A litigant in person who “abruptly” walked out of a detailed assessment hearing before the end of the first day and failed to return has been ordered to pay £82,930 by an employment judge.
The general rule in employment tribunals is that no more than £20,000 can be awarded in costs. However, it is not capped where a detailed assessment is carried out, as here.
The judge said that despite the fact that the detailed assessment hearing was listed for two days, “the claimant remained for only one of those days and even then not to the conclusion of the day. In this regard, in the afternoon of the first day the claimant abruptly left both the hearing room and the hearing centre and did not return.
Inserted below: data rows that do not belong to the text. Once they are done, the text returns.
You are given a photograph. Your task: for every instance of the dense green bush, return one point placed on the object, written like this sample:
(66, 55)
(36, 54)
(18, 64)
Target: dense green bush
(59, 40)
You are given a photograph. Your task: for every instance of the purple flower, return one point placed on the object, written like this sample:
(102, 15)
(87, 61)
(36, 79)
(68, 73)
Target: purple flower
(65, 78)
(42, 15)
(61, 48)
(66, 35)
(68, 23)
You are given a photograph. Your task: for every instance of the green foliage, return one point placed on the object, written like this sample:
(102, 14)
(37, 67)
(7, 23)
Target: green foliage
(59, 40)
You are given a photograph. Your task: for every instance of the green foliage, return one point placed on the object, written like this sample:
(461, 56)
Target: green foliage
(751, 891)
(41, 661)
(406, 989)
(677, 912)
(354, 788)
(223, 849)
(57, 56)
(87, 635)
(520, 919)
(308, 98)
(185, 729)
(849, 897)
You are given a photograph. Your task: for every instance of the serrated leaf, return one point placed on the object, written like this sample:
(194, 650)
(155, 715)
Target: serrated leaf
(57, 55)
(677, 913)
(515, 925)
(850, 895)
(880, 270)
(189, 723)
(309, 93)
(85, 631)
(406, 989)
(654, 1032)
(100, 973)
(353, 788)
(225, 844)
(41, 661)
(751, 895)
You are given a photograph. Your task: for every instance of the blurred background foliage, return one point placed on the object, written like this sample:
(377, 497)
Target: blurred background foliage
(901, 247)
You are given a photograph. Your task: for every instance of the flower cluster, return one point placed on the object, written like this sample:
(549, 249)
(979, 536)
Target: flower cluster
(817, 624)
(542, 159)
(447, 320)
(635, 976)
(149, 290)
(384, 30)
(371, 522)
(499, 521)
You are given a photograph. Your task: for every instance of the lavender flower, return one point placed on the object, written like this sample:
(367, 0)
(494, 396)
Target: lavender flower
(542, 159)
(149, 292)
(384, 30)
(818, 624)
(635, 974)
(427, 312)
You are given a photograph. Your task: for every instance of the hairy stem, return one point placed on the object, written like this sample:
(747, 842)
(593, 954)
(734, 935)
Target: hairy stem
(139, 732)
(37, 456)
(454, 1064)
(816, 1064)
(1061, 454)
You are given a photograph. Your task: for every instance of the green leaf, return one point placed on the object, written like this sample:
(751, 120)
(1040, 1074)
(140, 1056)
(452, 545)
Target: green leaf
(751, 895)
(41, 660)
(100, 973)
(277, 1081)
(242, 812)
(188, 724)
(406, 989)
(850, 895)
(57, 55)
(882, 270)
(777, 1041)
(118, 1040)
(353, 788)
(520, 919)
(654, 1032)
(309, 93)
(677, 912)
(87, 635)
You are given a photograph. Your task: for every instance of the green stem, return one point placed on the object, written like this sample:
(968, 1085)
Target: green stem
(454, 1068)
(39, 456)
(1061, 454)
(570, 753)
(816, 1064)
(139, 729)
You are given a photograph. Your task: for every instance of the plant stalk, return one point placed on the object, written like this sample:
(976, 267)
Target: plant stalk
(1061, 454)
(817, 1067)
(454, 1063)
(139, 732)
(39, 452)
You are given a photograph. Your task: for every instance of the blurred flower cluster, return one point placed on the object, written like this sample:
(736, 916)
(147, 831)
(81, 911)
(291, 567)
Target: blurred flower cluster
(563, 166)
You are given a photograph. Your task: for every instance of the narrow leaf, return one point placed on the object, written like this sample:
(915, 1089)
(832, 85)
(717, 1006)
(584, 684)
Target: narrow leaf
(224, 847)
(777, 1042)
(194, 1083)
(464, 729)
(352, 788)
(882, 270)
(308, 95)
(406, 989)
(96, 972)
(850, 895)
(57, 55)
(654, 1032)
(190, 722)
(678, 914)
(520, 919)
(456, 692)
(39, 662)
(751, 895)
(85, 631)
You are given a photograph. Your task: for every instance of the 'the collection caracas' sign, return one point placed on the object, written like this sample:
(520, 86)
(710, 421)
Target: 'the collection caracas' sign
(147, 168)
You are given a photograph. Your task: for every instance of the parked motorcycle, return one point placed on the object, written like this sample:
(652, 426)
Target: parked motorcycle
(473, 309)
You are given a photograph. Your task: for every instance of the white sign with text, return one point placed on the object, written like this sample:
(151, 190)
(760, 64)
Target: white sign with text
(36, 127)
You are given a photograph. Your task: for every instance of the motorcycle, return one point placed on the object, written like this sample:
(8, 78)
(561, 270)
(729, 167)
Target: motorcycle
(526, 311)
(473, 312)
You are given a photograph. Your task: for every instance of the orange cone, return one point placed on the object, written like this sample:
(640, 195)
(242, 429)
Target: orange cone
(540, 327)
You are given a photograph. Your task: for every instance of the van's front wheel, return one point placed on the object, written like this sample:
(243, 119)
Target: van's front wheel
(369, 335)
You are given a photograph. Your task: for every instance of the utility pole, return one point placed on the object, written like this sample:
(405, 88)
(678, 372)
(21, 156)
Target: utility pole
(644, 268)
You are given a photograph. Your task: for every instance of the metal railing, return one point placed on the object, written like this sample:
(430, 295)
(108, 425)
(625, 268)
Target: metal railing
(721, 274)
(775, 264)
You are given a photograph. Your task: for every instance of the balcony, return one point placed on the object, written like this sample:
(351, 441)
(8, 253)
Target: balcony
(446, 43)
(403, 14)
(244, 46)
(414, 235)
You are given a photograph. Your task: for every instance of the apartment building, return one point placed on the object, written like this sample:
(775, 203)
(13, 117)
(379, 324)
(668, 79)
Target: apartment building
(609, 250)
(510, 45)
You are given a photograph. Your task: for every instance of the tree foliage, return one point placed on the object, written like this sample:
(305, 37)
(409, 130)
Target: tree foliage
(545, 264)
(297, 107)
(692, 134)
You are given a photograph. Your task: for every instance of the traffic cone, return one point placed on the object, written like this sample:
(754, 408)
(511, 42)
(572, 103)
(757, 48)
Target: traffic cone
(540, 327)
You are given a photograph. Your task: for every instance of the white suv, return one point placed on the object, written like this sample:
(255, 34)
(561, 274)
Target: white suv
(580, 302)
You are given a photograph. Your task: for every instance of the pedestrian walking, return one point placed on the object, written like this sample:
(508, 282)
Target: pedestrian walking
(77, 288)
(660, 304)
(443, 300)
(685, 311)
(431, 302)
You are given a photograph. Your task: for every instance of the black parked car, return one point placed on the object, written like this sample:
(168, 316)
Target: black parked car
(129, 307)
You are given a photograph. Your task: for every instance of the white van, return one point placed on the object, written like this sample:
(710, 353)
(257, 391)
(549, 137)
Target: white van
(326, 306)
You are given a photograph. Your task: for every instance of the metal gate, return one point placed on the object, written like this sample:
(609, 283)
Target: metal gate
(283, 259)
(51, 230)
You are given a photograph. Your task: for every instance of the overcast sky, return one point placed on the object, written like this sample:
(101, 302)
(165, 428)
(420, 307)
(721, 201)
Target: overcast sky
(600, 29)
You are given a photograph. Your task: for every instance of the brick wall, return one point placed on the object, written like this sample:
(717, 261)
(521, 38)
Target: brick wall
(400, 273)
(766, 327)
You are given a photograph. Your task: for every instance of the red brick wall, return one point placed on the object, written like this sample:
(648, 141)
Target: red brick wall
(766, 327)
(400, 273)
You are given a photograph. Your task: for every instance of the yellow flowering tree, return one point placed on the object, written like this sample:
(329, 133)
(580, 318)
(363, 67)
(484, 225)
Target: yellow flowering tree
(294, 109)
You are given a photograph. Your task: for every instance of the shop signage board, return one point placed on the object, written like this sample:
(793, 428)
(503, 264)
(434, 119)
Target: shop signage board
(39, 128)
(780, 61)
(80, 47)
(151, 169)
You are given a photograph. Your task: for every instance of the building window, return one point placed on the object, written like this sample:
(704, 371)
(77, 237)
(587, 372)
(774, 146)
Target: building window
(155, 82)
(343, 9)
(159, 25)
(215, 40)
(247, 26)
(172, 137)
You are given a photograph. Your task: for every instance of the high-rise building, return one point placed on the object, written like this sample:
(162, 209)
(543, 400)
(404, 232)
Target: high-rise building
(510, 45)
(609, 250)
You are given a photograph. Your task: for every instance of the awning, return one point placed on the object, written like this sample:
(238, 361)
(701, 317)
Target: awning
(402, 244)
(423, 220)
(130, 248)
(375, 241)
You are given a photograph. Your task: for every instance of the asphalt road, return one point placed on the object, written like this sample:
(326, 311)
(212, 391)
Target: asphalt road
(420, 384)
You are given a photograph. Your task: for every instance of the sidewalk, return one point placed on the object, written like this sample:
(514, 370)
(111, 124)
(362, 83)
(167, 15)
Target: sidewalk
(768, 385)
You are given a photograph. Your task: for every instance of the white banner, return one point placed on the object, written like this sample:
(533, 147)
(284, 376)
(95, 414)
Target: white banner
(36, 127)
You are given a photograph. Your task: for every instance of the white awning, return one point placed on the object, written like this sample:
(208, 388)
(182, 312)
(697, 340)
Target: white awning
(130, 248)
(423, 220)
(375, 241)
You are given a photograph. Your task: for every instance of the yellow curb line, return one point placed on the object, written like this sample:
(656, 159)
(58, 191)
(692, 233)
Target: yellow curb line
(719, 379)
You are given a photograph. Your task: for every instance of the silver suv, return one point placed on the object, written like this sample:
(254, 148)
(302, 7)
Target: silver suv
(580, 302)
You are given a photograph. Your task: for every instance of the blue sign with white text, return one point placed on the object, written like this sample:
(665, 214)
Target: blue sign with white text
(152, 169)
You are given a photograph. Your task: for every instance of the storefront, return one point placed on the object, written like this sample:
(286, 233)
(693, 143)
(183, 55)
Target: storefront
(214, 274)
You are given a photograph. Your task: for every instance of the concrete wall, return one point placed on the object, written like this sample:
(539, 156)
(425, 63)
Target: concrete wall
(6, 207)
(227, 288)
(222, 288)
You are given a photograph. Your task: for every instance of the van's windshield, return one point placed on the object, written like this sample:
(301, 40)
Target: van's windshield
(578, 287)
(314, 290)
That came shortly after I made a determination on one of the points of dispute that he had raised that was not resolved in his favour.”
Judge Heap said he considered whether to adjourn the assessment hearing, but decided not to because there was no indication from the claimant that there was any “unexpected issue”, such as ill health.
Describing Dr Gosalakall’s decision to walk out as “simply a conscious decision to do so in the light of a decision which he considered to be adverse to him”, the judge said there was nothing to suggest he would participate in a reconvened hearing and it was no benefit for either side for costs to increase further.
Giving judgment in Gosalakkal v University Hospitals of Leicester NHS Trust, Employment Judge Heap said he knew the claimant was disappointed with the tribunal’s ruling two years ago on his claims against the university, but the Employment Appeal Tribunal had dismissed his appeal.
The judge said that at one stage Dr Gosalakkal demanded more than £2m for unfair dismissal and a set of whistleblowing claims. “These were complex proceedings, with vast numbers of documents, where the claimant was making his position abundantly clear that if he was to succeed he intended to ask the tribunal to award very substantial compensation indeed.”
Judge Heap said there were 27 lever arch files of correspondence for the case, and the tribunal’s own records amounted to a further “three large files of papers”.
The judge said he had the issue of proportionality in mind throughout the assessment hearing, but the complexity of the proceedings had to be taken into account.
Although the doctor described Browne Jacobson’s claim for costs on behalf of the hospital as “manifestly excessive”, Judge Heap noted that he made no other specific objection to any part of the bill and left the hearing “before there was an opportunity to ask him to address those matters”.
Judge Heap said a number of the doctor’s ‘points of dispute’ centred on his argument that the judgment was wrong and no costs should be paid.
“It appeared to me that the claimant had somewhat lost sight of the wood for the trees insofar as the matter of the points of dispute were concerned given his remaining and strident belief that the earlier judgments in this case should be revisited.
“Ultimately, the challenges made by the claimant to the bill of costs were somewhat vague, unsupported and without much if any thought as to what his contentions on what sums would have been reasonable would be.”
He found the hourly rates charged by Browne Jacobson to be reasonable, noting that they were “substantially below” the guideline rates, and said the same for counsel. Judge Heap reduced the defendant’s costs from £98,320 to £82,930 on various points, including the unnecessary attendance of a trainee solicitor at a conference with counsel and at the full merits hearing.